Background: IL-22 is a major regulator of mucosal integrity and tissue repair. In the pancreas, the IL-22 receptor- IL-22RA1, is most highly expressed in the β- and α-cells of the pancreatic islets. We have previously shown that islet-endogenous and exogenous IL-22 suppresses oxidative and ER stress caused by cytokines and glucolipotoxicity in murine and human islets. IL-22 administration in obese mice on high fat diets (HFD), improved insulin quality, suppressing fasting hyperinsulinaemia and hyperprolinsulinaemia, which primarily restored glucose tolerance, and then later improved insulin sensitivity. These metabolic improvements were accompanied by a small reduction in weight. We aimed to investigate the mechanisms of IL-22-related weight loss.
Methods: C57/BL6 mice (n=8/group) on a normal chow diet (NCD) or HFD were treated with i.p PBS or IL-22 (100 ng/g) every 4 days for a total of 12 days. Nuclear magnetic resonance (NMR) was used for body composition analysis at baseline and day 12. The Phenomaster system was used for a comprehensive assessment of weight gain, activity, and feeding characteristics. Gene expression analysis using RT-PCR was performed on a subset of mice (n=4/group).
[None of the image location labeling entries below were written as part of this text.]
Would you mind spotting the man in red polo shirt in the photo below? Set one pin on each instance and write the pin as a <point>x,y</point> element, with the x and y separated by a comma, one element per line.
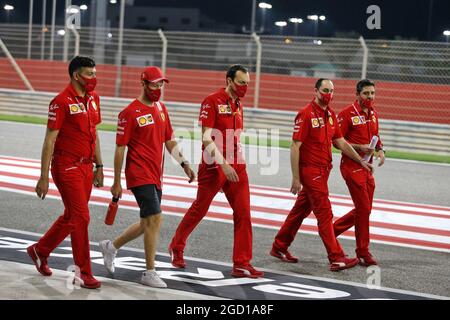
<point>72,145</point>
<point>315,129</point>
<point>222,168</point>
<point>144,127</point>
<point>359,124</point>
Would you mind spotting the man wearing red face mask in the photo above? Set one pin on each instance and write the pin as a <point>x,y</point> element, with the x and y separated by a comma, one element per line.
<point>315,129</point>
<point>144,127</point>
<point>222,168</point>
<point>359,124</point>
<point>72,146</point>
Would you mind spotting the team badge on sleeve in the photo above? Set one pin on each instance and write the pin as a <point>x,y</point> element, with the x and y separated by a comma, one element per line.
<point>145,120</point>
<point>224,109</point>
<point>356,120</point>
<point>75,108</point>
<point>315,122</point>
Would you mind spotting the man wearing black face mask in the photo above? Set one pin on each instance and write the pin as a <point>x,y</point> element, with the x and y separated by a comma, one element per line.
<point>72,146</point>
<point>222,167</point>
<point>359,125</point>
<point>144,127</point>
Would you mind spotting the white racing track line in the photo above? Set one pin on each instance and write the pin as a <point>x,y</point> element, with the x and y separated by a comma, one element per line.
<point>355,284</point>
<point>403,224</point>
Results: Short-term IL-22 administration did not significantly alter weight gain, oxygen consumption, or cumulative activity between groups. However, cumulative food intake (grams, mean ± SD) was reduced in IL-22-treated HFD mice (52.1 + 5.3 vs 44.4 + 6.7, p<0.05). Ex-vivo mRNA analysis of hypothalamus suggested that IL-22 may effect satiety by increasing the expression of the anorexigenic gene pro-opiomelanocortin.
Conclusions: These results suggest a possible beneficial effect of IL-22 on the regulation of satiety. Further studies are planned to delineate the relationship between IL-22, the beta cell, and gut/hypothalamic satiety signaling and whether these effects are directly or indirectly regulated by the potential effect of IL-22 on the hypothalamus.